The Tavis Smiley Foundation believes that preparation is the key to success and it has spent the last decade providing opportunities to the youth preparing them to be future leaders

By Yussuf J. Simmonds
Sentinel Managing Editor

Last Saturday evening, the Tavis Smiley Foundation celebrated its tenth anniversary while honoring 100 youth leaders for their outstanding leadership–a prelude to their future. Listening to Tavis Smiley narrate the foundation’s story, how it got started and its goals and objectives, clearly illustrated its ten-year success.

Smiley said, ” Leadership is all about love and service; you can’t lead if you don’t love and you can’t save [people] if you don’t serve.” And this fits in appropriately with the mission of the foundation: ‘To enlighten, encourage and empower youth by developing leadership training that will promote and enhance the quality of life for themselves, their communities and our world.’

The Sentinel spoke with Smiley who spoke admiringly about the foundation’s genesis. He said, “Eleven years ago, a young lady, Judy Williams (who was present at the event), wrote me a letter saying that her son, Will, was at the age where we all have to navigate through the quagmire of the gangs and the unruly parts of the community pulling at you on one hand and on the other hand, your mother, a single mother, trying to keep you focus on your studies while keeping you out of trouble. The streets were calling him basically.”

While relating the story, Smiley seemed very concerned about all the “going-ons” as he sat in the midst of the ballroom where 100 youth leaders were soon to be honored. “The letter said, I watched you, I know your work and for some reason I believe if my son could spend a few days following you around … just shadowing you, it might make a difference in his life,” he continued, “I told her, ‘send your son.’ He came for three or four days and followed me around. He spent a few days with me, and the rest is history.”

At that point, the story seemed so incredible that Smiley sounded as if he was versed in relating it to people. “He got his act together; he got into his books, graduated from high school, went on to the University of Michigan, got an Engineering degree and now he owns his own business in Atlanta.” The story seemed like a fairy tale but looking at the activities that were about to take place–honoring 100 young leaders of the future–it was easy to grasp the reality of the story.

Comedian and co-host, Chris Spencer along with several young celebrities participated in the program and assisted in handing out the awards.
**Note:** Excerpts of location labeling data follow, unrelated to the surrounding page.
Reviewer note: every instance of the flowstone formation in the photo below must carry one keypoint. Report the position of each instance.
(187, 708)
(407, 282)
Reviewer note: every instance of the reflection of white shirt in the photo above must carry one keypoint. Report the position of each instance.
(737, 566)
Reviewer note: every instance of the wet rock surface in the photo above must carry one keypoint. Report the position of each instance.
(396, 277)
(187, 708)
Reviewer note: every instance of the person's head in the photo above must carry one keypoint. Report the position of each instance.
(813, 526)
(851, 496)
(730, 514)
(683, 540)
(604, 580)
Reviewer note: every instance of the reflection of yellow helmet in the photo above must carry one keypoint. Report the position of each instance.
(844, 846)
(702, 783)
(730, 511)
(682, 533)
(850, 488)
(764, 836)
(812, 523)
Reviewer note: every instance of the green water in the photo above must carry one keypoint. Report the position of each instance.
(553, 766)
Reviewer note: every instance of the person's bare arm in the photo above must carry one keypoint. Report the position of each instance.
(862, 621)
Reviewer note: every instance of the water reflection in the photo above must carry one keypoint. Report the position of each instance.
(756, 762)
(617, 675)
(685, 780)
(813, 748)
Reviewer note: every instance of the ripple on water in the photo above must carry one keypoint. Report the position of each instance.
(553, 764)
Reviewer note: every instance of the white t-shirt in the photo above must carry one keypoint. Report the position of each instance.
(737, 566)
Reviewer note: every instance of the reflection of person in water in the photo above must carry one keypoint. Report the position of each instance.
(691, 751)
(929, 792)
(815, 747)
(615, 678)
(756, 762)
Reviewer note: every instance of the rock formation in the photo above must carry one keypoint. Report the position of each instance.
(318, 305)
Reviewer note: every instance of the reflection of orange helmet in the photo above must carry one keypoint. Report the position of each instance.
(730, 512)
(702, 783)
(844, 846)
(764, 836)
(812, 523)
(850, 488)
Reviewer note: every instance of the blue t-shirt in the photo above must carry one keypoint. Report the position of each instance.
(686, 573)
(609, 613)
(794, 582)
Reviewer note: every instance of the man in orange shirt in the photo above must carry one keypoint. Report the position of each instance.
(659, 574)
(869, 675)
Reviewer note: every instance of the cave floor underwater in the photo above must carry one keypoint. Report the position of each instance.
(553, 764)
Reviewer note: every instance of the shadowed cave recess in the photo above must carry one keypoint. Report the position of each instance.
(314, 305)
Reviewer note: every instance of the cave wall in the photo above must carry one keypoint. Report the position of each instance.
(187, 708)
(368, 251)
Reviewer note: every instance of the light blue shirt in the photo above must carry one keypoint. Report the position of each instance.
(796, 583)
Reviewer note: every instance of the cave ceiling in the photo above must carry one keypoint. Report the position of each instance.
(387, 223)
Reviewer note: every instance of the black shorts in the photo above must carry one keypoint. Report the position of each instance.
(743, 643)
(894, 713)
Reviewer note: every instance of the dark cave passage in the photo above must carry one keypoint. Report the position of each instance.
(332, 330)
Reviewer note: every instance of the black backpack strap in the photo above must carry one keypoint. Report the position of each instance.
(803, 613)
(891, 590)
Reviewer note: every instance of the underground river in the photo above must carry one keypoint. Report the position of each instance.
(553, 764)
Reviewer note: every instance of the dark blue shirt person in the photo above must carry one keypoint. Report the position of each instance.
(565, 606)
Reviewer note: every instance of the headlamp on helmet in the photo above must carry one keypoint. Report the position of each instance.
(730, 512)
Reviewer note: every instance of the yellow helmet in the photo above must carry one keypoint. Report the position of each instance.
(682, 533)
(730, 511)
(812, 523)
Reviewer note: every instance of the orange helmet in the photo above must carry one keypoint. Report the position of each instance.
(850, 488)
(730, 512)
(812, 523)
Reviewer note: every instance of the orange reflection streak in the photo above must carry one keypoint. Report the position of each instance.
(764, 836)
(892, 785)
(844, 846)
They included Jake Smollett (ABC’s Middleman); Tahj Mowry (Smart Guy, Are We Done Yet); Karimah Westbrook (American Violet, Moesha, Save the Last Dance); DeMario “Raz” Thornton (B2K and You Got Served); and Erica Hubbard (Lincoln Heights).

In addition to dinner and the youth honors, there was also an auction pending. Meanwhile, a young violinist entertained the crowd with some classical musical renditions. Several of the honorees received extra bonuses for special projects that they had undertaken including:

— A student who started a non-profit focused on literacy and collected more than 1,000 books for needy children.

— A 13-year-old so concerned about abandoned animals that he started teaching a class on Saturdays on animal rescue.

— A Girl Scout who collected 118 oxygen masks designed for animals and donated them to the Los Angeles Fire Department.

— A 15-year-old pilot who flew solo from California to Virginia in honor of the Tuskegee Airmen.

Some of the sponsors of the event were on hand to represent their companies: Anheuser-Busch, Inc., Coca-Cola, American Honda Motor Co., Prudential, Enterprise Rent-a-Car, Toyota, Siempra Energy, Southern California Edison and United Health Foundation. Some of them also gave financial scholarships directly to the honorees.

In turning over the microphone to Spencer, Smiley gave a pragmatic explanation for the auction that he (Spencer) was about to conduct. Smiley said, “The Tavis Smiley Foundation is broke after giving away all this money.”

The scope of the foundation’s work can be understood more clearly by the more than 220 youths from 28 states that attended the 2009 conference that was held in August at the University of California Los Angeles (UCLA). And plans are underway for the registration for the 2010 Institute to open in February.

Since its inception, more than 6,000 youth have participated in the foundation’s leadership workshops and conferences. The Tavis Smiley Foundation is based in Los Angeles. Kimberly McFarland and Leshelle Sargeant, two of Smiley’s staff members, were most diligent in their efforts in assisting the Sentinel during the event.